Addamel N

Generic Name: chromic chloride, cuprous chloride, ferric chloride, manganese chloride, potassium iodide, sodium fluoride, sodium molybdate dihydrate, sodium selenite and zinc chloride
Dosage Form: injection, solution

Addamel N

1.      QUALITATIVE AND QUANTITATIVE COMPOSITION

         1 ml of Addamel N contains:

         Active ingredients                        Quantity           

         Chromic chloride 6 H2O               5.33 µg           

         Copper chloride 2 H2O                 0.34 mg           

         Ferric chloride 6 H2O                   0.54 mg           

         Manganese chloride 4 H2O          99.0 µg           

         Potassium iodide                          16.6 µg            

         Sodium fluoride                            0.21 mg           

         Sodium molybdate 2 H2O            4.85 µg           

         Sodium selenite anhydrous          6.90 µg           

         Zinc chloride                                1.36 mg           

 

         The active ingredients in 1 ml of Addamel N correspond to:

         Cr        0.02      µmol

         Cu       2           µmol

         Fe        2           µmol

         Mn      0.5        µmol

         I          0.1        µmol

         F         5           µmol

         Mo      0.02      µmol

         Se        0.04      µmol

         Zn        10         µmol

 

         The content of sodium and potassium correspond to

         Sodium            118 µg            5.12 µmol

         Potassium         3.9 µg             0.1 µmol

 

         PRODUCT PROPERTIES

         •   Osmolality: approx. 3100 mosm/kg water

         •   pH: 2.2

 

  2.    PHARMACEUTICAL FORM

         Concentrate for solution for infusion

 

3.      CLINICAL PARTICULARS

3.1    Therapeutic indications

         Addamel N is indicated in patients as a supplement in intravenous nutrition to meet basal to moderately increased requirements of trace elements.

3.2    Posology and method of administration 

         Addamel N must not be given undiluted.

         The recommended daily dosage of Addamel N in adult patients with basal to moderately increased requirements is 10 ml (one ampoule).

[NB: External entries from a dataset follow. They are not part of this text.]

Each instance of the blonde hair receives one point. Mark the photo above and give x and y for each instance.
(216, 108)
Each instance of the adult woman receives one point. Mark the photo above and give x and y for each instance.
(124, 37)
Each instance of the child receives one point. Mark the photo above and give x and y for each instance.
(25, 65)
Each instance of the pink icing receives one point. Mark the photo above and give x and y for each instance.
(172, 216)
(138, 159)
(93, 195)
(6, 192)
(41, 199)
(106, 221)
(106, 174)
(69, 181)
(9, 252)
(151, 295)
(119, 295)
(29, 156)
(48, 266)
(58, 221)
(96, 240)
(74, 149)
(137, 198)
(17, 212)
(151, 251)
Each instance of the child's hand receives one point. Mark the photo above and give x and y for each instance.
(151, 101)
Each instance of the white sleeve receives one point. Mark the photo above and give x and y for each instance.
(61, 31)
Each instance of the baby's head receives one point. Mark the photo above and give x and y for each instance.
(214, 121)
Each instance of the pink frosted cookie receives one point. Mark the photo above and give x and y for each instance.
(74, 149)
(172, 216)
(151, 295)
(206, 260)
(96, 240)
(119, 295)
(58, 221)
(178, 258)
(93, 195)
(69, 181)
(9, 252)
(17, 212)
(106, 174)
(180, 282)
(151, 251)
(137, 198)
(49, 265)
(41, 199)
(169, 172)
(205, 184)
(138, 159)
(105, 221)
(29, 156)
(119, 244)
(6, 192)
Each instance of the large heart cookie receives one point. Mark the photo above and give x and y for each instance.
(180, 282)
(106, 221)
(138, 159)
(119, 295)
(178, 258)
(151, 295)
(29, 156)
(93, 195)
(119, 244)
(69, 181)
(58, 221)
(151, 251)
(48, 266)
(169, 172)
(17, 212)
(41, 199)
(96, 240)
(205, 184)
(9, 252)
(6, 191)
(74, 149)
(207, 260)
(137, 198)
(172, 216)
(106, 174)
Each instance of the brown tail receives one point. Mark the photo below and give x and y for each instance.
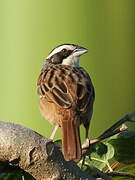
(71, 144)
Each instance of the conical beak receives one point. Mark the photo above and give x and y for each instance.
(79, 51)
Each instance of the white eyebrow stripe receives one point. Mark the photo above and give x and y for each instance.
(58, 49)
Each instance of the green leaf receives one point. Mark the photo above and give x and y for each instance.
(124, 145)
(101, 153)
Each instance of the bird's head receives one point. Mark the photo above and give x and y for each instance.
(67, 54)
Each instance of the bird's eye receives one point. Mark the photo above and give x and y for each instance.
(64, 50)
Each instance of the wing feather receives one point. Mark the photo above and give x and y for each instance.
(68, 87)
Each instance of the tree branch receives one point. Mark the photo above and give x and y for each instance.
(35, 154)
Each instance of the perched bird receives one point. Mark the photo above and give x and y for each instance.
(66, 96)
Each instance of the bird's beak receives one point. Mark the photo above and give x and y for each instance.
(79, 51)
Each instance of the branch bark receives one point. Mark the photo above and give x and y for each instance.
(35, 154)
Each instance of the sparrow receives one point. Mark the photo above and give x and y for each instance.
(66, 96)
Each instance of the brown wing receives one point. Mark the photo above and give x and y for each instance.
(68, 87)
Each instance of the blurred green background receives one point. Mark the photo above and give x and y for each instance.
(30, 29)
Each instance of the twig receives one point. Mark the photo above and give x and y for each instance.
(126, 118)
(110, 131)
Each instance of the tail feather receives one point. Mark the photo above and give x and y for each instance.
(71, 145)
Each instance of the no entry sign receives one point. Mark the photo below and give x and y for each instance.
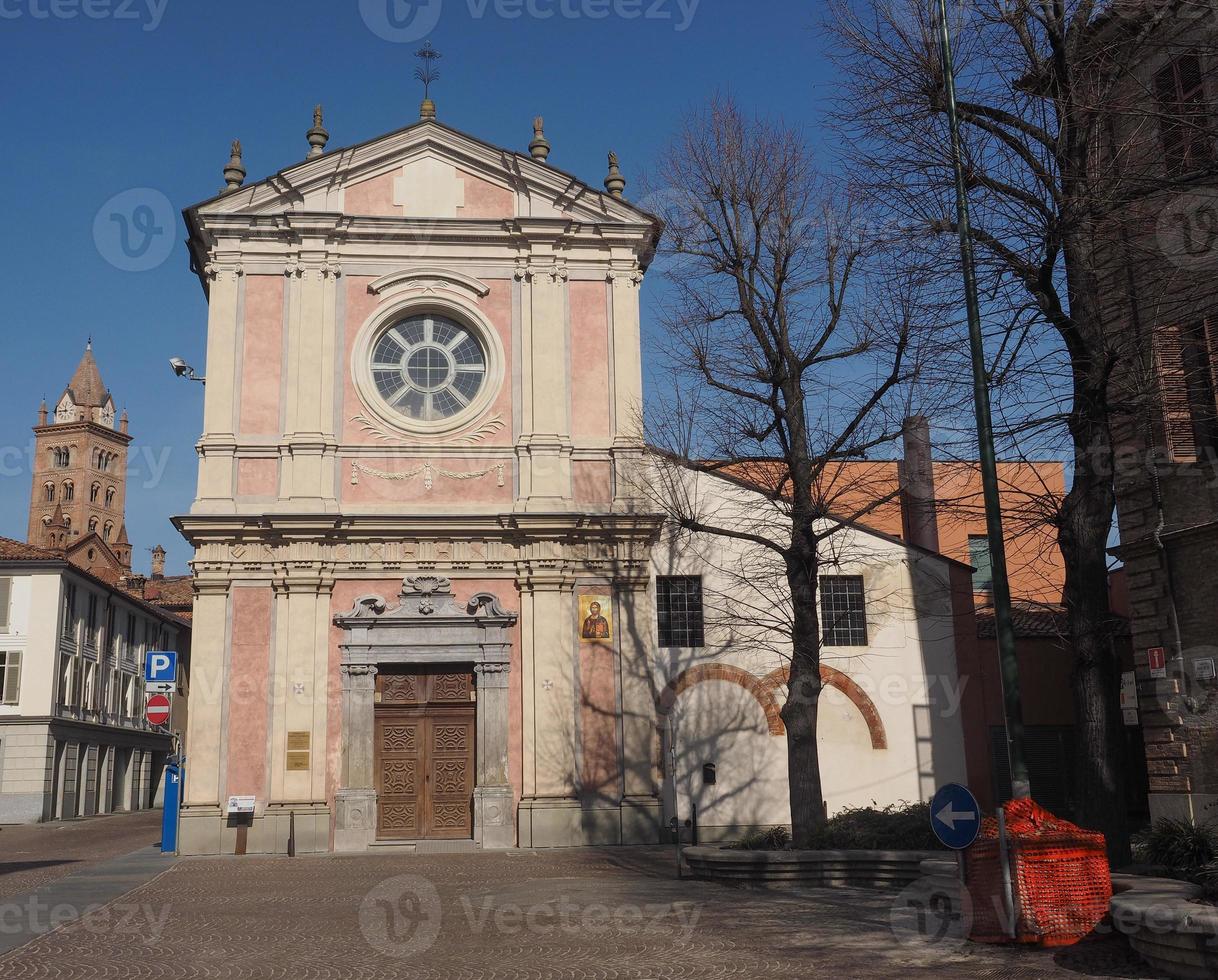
(157, 711)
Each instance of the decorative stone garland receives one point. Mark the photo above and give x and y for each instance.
(428, 471)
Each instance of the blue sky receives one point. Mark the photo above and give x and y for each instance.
(104, 96)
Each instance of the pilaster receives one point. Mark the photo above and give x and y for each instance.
(309, 449)
(627, 379)
(545, 446)
(217, 447)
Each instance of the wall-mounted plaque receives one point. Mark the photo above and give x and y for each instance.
(299, 751)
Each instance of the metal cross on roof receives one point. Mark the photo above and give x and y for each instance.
(426, 72)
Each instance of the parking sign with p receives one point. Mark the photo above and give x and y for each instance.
(161, 666)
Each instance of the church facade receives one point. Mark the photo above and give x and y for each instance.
(425, 587)
(423, 380)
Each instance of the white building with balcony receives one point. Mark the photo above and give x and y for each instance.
(73, 740)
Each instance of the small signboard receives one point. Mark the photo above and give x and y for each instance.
(157, 710)
(160, 666)
(1129, 696)
(299, 751)
(955, 816)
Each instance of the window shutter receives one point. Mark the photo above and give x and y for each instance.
(1173, 385)
(11, 678)
(1211, 328)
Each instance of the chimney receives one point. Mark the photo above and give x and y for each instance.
(917, 486)
(158, 563)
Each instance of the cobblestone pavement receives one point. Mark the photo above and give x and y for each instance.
(551, 914)
(33, 855)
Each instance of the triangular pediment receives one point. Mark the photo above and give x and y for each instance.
(426, 171)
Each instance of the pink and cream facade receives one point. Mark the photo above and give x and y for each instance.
(423, 388)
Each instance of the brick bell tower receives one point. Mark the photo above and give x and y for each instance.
(79, 483)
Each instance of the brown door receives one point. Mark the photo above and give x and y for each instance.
(425, 755)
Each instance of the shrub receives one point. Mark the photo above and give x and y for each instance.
(1183, 846)
(897, 827)
(775, 839)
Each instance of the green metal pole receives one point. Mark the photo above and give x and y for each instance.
(1021, 788)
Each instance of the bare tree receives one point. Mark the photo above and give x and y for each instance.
(1040, 83)
(794, 347)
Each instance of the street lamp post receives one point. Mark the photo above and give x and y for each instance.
(1009, 661)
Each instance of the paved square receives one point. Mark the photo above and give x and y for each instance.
(573, 913)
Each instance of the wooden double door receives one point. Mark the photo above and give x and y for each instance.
(424, 754)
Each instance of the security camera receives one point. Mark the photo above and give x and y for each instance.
(184, 370)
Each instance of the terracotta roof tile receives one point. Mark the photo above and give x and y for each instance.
(1031, 620)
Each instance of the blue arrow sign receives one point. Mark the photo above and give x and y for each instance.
(160, 666)
(955, 816)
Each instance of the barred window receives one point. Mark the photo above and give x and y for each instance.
(1184, 122)
(679, 608)
(10, 677)
(843, 611)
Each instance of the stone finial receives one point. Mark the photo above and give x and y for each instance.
(540, 145)
(426, 73)
(318, 135)
(234, 173)
(158, 561)
(615, 183)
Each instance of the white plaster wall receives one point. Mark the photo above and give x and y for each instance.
(908, 670)
(32, 630)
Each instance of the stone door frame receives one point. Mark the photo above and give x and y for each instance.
(425, 630)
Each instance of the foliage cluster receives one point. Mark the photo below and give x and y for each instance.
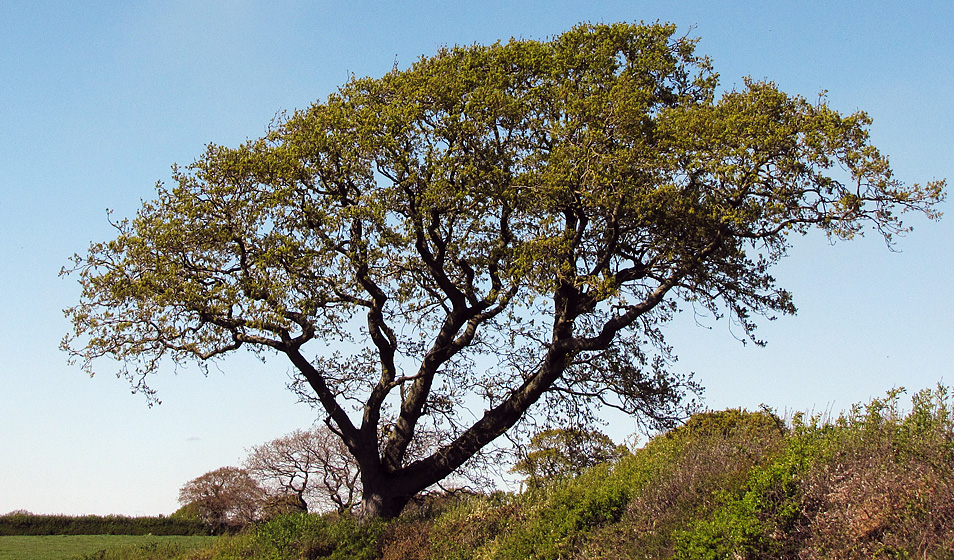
(23, 523)
(875, 483)
(542, 208)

         For children weighing 15 kg or more, the recommended dosage is 0.1 ml Addamel N/kg body weight/day.

 3.3   Contraindications 

         Total biliary obstruction.

3.4    Special warnings and special precautions for use 

         Addamel N should be used with caution in patients with impaired biliary and/or renal function in whom the excretion of trace elements may be significantly decreased.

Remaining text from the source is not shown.